“Imagine a young man on his way to a less-than-thirty-second event--the loss of his left hand, long before he reached middle age.” –John Irving from The Fourth Hand.
Is the Golden Age of American Literature dead? The above quote is from the opening line of John Irving’s novel published in 2001. We all know what happened in September of that year and I can’t help but think that more than just the World Trade Center, along with America’s sense of national security, collapsed.
I found The Fourth Hand today in a second-hand store and immediately was drawn into it and had to buy it. I had read several of Irving’s novels earlier in my life and always came away from them with a sense of my life somehow being changed, embellished, and fascinating. Many of his contemporaries in the late 20th century also had the same effect upon me as a reader when I was studying for my Masters of Art in English, such as Jim Harrison, Cormac McCarthy, Philip Roth, Ken Kesey, Paul Theroux and others just to name a few. But when I pick up a so-called best seller these days, I don’t find the same kind of compelling prose, meaningful narrative, and provocative insights into the complexities of the human experience that I used to cherish.
Instead, I usually unsatisfactorily discover banality, sensationalism, or superficiality that reflects, in my opinion, a generation of writers that grew up on MTV, vampires, zombies or tiresome, post-apocalyptic themes that do little to mirror life through art as I believe, and was taught, that excellent literature should do. What has gone wrong with this picture (or this book to be more precise)? Have serious authors retreated, along with the rest of American society in general, into a shell of self-denial, and sold out completely to the bottom line or is there nothing left to honestly say about our culture anymore?

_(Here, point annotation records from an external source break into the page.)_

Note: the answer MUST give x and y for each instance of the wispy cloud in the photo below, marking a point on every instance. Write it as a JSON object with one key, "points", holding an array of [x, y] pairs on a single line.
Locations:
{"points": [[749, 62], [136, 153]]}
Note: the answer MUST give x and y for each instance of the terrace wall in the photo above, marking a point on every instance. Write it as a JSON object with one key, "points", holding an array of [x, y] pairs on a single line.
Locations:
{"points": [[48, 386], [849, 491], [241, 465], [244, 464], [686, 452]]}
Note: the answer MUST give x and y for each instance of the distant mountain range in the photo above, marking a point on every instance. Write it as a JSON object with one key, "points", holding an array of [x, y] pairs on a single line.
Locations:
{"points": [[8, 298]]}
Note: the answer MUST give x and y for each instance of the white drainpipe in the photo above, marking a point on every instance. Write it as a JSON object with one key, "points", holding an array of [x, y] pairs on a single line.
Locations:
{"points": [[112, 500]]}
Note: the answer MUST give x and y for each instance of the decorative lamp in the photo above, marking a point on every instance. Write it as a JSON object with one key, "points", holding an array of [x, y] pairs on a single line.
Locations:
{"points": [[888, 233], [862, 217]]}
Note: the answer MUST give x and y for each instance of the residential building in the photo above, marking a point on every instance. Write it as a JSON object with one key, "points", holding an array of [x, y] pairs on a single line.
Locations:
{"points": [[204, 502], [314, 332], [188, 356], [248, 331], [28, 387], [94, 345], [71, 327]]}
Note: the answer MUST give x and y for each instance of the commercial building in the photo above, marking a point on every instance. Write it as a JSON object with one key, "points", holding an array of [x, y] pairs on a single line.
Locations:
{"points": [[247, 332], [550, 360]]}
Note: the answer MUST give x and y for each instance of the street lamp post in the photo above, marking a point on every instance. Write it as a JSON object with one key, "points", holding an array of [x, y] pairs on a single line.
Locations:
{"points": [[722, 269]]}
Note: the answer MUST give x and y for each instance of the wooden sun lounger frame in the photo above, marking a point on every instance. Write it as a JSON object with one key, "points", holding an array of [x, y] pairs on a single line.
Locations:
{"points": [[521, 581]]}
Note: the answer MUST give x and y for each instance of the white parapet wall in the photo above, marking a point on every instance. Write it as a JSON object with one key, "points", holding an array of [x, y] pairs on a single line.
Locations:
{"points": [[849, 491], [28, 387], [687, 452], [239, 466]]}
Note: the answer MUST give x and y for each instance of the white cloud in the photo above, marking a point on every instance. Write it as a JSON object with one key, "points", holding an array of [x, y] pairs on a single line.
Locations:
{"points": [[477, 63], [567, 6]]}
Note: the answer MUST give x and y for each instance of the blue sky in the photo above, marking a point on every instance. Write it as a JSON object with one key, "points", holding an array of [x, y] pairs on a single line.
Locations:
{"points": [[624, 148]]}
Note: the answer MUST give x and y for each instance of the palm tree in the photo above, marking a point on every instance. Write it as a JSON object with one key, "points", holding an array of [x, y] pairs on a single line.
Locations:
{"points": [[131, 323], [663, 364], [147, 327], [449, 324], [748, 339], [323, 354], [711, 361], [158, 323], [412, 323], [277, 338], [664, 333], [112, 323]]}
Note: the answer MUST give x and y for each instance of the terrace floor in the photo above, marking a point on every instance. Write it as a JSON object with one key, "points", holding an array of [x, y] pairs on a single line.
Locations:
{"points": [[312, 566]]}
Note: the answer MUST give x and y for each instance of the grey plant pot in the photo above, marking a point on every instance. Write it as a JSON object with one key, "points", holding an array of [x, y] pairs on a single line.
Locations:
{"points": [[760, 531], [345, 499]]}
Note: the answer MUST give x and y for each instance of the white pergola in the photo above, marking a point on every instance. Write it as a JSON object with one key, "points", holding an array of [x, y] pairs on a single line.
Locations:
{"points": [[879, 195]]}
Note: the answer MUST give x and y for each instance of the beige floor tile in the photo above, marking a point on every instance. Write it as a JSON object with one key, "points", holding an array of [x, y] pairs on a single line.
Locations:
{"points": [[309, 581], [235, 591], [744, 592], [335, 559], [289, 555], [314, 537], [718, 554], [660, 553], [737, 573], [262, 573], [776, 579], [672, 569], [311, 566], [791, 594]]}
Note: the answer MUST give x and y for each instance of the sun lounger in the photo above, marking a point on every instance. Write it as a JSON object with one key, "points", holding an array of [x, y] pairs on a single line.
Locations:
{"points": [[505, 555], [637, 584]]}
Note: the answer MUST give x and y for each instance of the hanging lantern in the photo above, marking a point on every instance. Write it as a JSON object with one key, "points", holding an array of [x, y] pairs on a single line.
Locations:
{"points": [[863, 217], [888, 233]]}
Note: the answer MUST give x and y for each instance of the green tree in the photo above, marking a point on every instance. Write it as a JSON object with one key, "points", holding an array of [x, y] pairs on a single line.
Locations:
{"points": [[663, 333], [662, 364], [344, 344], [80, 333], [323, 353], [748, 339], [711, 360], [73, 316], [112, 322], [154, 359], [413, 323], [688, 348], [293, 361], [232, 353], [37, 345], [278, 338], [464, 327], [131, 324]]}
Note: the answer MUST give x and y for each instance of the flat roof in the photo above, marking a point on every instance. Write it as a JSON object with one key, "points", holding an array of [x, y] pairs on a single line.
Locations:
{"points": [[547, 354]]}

Golden Ages of literature come and go. This is a historical fact. England had its with authors such as D.H. Lawrence, Joseph Conrad, Charles Dickens and similar writers. In fact, England has had more than one Golden Age if you want to go as far back to the times of Shakespeare and Chaucer. Spain, of course, produced great writers during the Cervantes milieu and later with noteworthy authors such as Miguel de Unamuno and other contemporaries of the late nineteenth and early twentieth century. South America had a more recent time when it bustled with magical realistic visionaries like Gabriel Garcia Marquez, Borges, Mario Vargas Llosa, Cortazar, Isabel Allende and a plethora of other authors who injected new blood and perspectives into the literary world. You can also include Russia, France, Germany, Italy, and other countries that have passed through periods of producing great flowers of creative wordsmiths that withered away, devolving into thinly masked thriller composers (and I use the term derogatorily here) such as Stieg Larsson, J.K. Rowling, and even John le Carré, all fine writers but not philosophers by any stretch of the imagination.